Равнодушных (итал.).

— Если бы свет состоял из святых Бернардов и святых Домиников, — возразил Пен, — он был бы не менее отвратителен, а через какие-нибудь сто лет вообще перестал бы существовать. Ты хочешь, чтобы все мужчины обрили голову, а все женщины достриглись в монахини, дабы полностью были соблюдены заповеди аскетов? Чтобы на всех улицах всех городов звучали гнусавые пуританские песнопения? Чтобы все птицы лесные пели и летали на один лад? Ты называешь меня скептиком, потому что я признаю то, что есть, будь то жаворонок или зяблик, патер или пастор, словом — любое из творений господа (чье имя я, имей в виду, произношу с благоговением). Но ведь, наблюдая это бесконечное разнообразие, особенно среди людей, мы проникаемся еще большим удивлением и уважением к творцу и повелителю всех этих созданий, таких разных — и в то же время единых в своем поклонении ему, возносящих ему хвалу каждый по своей способности приблизиться к божественному, ноющих (вернемся к птичьей метафоре) каждый свою песню.

— Стало быть, Артур, по-твоему выходит, что нет большой разницы между гимном святого, одой поэта и песней ньюгетского вора?
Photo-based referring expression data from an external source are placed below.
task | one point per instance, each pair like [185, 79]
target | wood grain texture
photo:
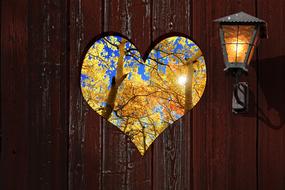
[85, 127]
[224, 152]
[47, 94]
[36, 122]
[51, 139]
[14, 111]
[172, 149]
[271, 110]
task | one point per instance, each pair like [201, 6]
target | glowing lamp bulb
[182, 80]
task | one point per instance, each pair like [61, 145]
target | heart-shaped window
[143, 97]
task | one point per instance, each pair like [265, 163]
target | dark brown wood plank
[172, 149]
[123, 167]
[85, 125]
[14, 93]
[224, 144]
[47, 59]
[271, 93]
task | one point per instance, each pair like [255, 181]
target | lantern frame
[241, 19]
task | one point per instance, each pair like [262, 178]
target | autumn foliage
[143, 97]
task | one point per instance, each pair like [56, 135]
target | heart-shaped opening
[143, 97]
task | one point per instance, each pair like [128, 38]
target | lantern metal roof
[244, 18]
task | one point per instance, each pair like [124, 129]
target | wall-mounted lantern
[239, 35]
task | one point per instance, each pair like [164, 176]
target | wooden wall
[51, 139]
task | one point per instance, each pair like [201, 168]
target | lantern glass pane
[237, 40]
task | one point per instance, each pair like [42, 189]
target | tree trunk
[116, 82]
[189, 83]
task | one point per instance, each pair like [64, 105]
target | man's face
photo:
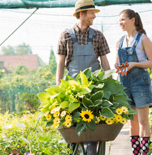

— Даже на эту издевку я мог бы ответить, будь она уместна. Я мог бы ответить, что даже разбойнику, возопившему на кресте, самый мудрый и милосердный из всех учителей, самый редкостный утешитель и целитель, обещал сострадание и позволил надеяться. Гимны святых! Оды поэтов! Да кто мы такие, чтобы определять, сколько человеку отпущено возможностей творить добро и зло, или хотя бы судить об этом? Чтобы устанавливать правила раздачи наград и наказаний? О нравственности людей мы судим так же дерзко и бездумно, как об их уме. Одним человеком восхищаемся как великим мудрецом, другого клеймим как тупицу, не зная ни того ни другого, не зная, насколько тот или другой близок к истине, не будучи уверены, что такое вообще истина. Мы поем Те Deum [47] для героя, выигравшего битву, и De profundis [48] для несчастного, который убежал из тюрьмы, а потом был пойман полицией. Наша система наград и наказаний пристрастна и не полна, до смешного несовершенна и до крайности суетна, а мы еще норовим распространить ее на загробную жизнь. Мы тщимся настигать людей в ином, неподвластном нам мире и посылаем им вслед наши бессильные приговоры, обвинительные или оправдательные. Своими жалкими, ничтожными мерками мы беремся измерить неизмеримое небо, как будто по сравнению с ним ум Ньютона, Паскаля или Шекспира сколько-нибудь выше моего; как будто луч, бегущий от солнца, достигает меня быстрее, чем человека, который чистит мне сапоги. По сравнению с этой высотой самые высокие и самые маленькие из нас равно мелки и низки, так что какие тут могут быть подсчеты, какую можно вычислить разницу!

47

Тебя, бога (славим) (лат.).

48

Из бездны (взываю) (лат.).

— Нет, Артур, здесь твоя риторическая фигура трещит по швам, — возразил Джордж, но уже мягче. — Если даже с помощью простой арифметики мы можем вычитать и множить почти бесконечно, то Великий Исчислитель должен подсчитывать все; и перед его бесконечностью малое не мало и великое не велико.

— Я не беру под сомнение эти подсчеты, — сказал Артур. — Я только говорю, что твои-то подсчеты неполны и преждевременны, а значит — неверны и с каждым умножением все дальше отходят от истины. Я не осуждаю тех, кто убил Сократа и проклял Галилея. Я только говорю, что они прокляли Галилея и убили Сократа.